No exército, contudo, a situação é diferente. Alfred tem primos e amigos que servem nas Forças Armadas. Nenhum, garante, pensa em desertar.
Fim de Assad está próximo
A vontade de que o regime se mantenha, pelo menos por enquanto, não se traduz em qualquer afeição por Bashar al-Assad. Alfred reconhece que o ditador chegou ao fim da linha. “Claro que o fim está próximo, ele não pode sobreviver. A América, a Europa, 80% do mundo está contra ele. À volta dele muitos estão a desertar. O seu melhor amigo, o general Tlass, desertou. Ninguém sabe quem está a governar o país agora. É o caos.”
Por enquanto há refúgio no vizinho Líbano, um país muito mais pequeno mas onde os cristãos formam quase 40% da população. Contudo, várias fontes contactadas pela Renascença indicam que não existe muita solidariedade entre as duas comunidades, uma ideia confirmada por Alfred, que é católico de rito latino: “Pessoalmente não sei de nenhum contacto entre os cristãos de cá e os de lá.”
Esta realidade sublinha o factor da desunião entre os cristãos no Médio Oriente, até entre as diferentes igrejas católicas. “Aqui eles são maronitas, e não há ligação entre as igrejas. Na Síria temos 13 bispos diferentes e não existe coordenação. Cada um trata da sua comunidade. Há oito meses perguntei ao meu bispo porque é que não tinham falado ao Governo das exigências dos cristãos? Ele disse que os bispos limitavam-se a sorrir para o Presidente, sem lhe dizer a verdade. Depois um dia começaram os problemas e já era tarde, ninguém falou das reformas”.
Ocidente está a destruir a Síria
Beirute é apenas um porto de abrigo. O objectivo é voltar à Síria, mais cedo ou mais tarde: “É evidente que queremos regressar, não podemos viver noutro país. Amamos a Síria, mas durante esta situação está tudo parado, até ao fim dos combates. Agora o exército entrou em Aleppo e prometeu limpar tudo dentro de uma ou duas semanas, mas não sei se será o fim.”

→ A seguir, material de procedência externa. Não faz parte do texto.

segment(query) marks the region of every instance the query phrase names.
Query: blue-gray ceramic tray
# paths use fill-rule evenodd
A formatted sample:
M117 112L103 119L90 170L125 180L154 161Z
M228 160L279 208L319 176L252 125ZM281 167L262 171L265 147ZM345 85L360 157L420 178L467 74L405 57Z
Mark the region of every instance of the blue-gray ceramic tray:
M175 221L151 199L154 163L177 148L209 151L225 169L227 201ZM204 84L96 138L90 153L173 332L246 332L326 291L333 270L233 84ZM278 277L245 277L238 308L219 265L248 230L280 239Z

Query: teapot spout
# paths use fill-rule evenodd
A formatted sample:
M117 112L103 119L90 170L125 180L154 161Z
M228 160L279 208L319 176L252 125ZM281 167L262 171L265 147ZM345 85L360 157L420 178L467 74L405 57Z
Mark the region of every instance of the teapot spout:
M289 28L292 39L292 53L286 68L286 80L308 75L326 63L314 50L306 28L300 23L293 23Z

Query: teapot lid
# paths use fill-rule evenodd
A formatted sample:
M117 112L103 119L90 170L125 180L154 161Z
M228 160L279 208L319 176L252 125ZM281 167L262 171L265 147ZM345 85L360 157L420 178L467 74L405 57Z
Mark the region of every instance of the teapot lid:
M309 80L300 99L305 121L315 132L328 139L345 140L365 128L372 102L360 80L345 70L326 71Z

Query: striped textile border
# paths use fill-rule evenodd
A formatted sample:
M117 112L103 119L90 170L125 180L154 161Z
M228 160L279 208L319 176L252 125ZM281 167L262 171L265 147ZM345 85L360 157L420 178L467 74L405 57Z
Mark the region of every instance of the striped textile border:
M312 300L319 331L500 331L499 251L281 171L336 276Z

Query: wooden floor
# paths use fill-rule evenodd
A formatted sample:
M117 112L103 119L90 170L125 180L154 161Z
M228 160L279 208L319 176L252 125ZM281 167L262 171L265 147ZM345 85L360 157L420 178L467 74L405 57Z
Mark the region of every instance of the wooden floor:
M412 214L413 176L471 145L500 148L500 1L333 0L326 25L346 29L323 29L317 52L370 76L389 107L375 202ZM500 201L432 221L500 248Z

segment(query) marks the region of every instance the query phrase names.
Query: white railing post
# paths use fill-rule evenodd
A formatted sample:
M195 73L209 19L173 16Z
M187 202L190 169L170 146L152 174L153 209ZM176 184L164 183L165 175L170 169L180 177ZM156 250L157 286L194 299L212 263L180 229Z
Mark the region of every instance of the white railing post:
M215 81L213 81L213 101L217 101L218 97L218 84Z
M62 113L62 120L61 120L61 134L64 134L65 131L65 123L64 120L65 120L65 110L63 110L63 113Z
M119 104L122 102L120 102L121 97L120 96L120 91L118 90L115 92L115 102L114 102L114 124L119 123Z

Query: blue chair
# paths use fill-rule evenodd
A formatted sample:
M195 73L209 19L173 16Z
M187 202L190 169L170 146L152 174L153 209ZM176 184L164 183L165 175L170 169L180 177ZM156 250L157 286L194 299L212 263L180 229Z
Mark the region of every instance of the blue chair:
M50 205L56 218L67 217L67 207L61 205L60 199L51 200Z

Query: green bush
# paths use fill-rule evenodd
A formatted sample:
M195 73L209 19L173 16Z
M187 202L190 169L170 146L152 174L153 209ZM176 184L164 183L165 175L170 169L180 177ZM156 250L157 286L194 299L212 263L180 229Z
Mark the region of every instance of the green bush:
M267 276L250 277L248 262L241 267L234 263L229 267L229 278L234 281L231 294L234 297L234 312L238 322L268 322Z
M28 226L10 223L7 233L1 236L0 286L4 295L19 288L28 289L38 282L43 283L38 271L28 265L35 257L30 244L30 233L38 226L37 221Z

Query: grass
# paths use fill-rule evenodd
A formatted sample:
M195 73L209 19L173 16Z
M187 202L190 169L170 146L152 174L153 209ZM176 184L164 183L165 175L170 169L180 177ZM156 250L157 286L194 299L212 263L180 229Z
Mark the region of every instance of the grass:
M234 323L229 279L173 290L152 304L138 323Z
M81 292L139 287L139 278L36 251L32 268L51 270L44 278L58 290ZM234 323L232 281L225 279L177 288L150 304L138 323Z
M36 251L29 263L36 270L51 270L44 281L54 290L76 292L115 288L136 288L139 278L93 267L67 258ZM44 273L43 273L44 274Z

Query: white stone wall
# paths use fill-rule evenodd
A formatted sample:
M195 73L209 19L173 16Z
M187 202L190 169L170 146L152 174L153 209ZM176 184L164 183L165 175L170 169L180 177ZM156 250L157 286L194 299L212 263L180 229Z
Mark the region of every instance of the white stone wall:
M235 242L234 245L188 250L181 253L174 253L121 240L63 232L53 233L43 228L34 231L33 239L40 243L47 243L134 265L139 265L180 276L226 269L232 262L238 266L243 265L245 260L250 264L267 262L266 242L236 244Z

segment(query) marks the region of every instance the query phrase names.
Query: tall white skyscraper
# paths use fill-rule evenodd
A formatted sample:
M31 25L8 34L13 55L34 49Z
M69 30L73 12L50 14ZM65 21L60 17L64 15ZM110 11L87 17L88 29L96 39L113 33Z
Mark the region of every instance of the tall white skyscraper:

De Beirute, Alfred vai acompanhando a situação no seu país. À Renascença, garante que a imprensa ocidental está a mostrar uma imagem distorcida da realidade: “Há muitos exageros. Ouço pessoas dos Estados Unidos a perguntar à Aljazeera como podem fazer chegar dinheiro ao Exército Livre para comprar armas. Esta não é a solução. Estão a destruir o país. Apoiar a democracia, as negociações, seria diferente, mas os embargos estão a matar o país. As fábricas e os negócios estão parados, estamos a regredir”, explica.
Enquanto aguarda a possibilidade de regressar à sua cidade, as histórias que lhe chegam são desoladoras. Todas as estradas estão cortadas e os aviões estão reservados durante o próximo mês. Um táxi para o aeroporto custava cerca de 10 dólares, mas agora custa 200. “É por isso que os cristãos estão a permanecer nas suas casas, pelo menos a maioria”, explica.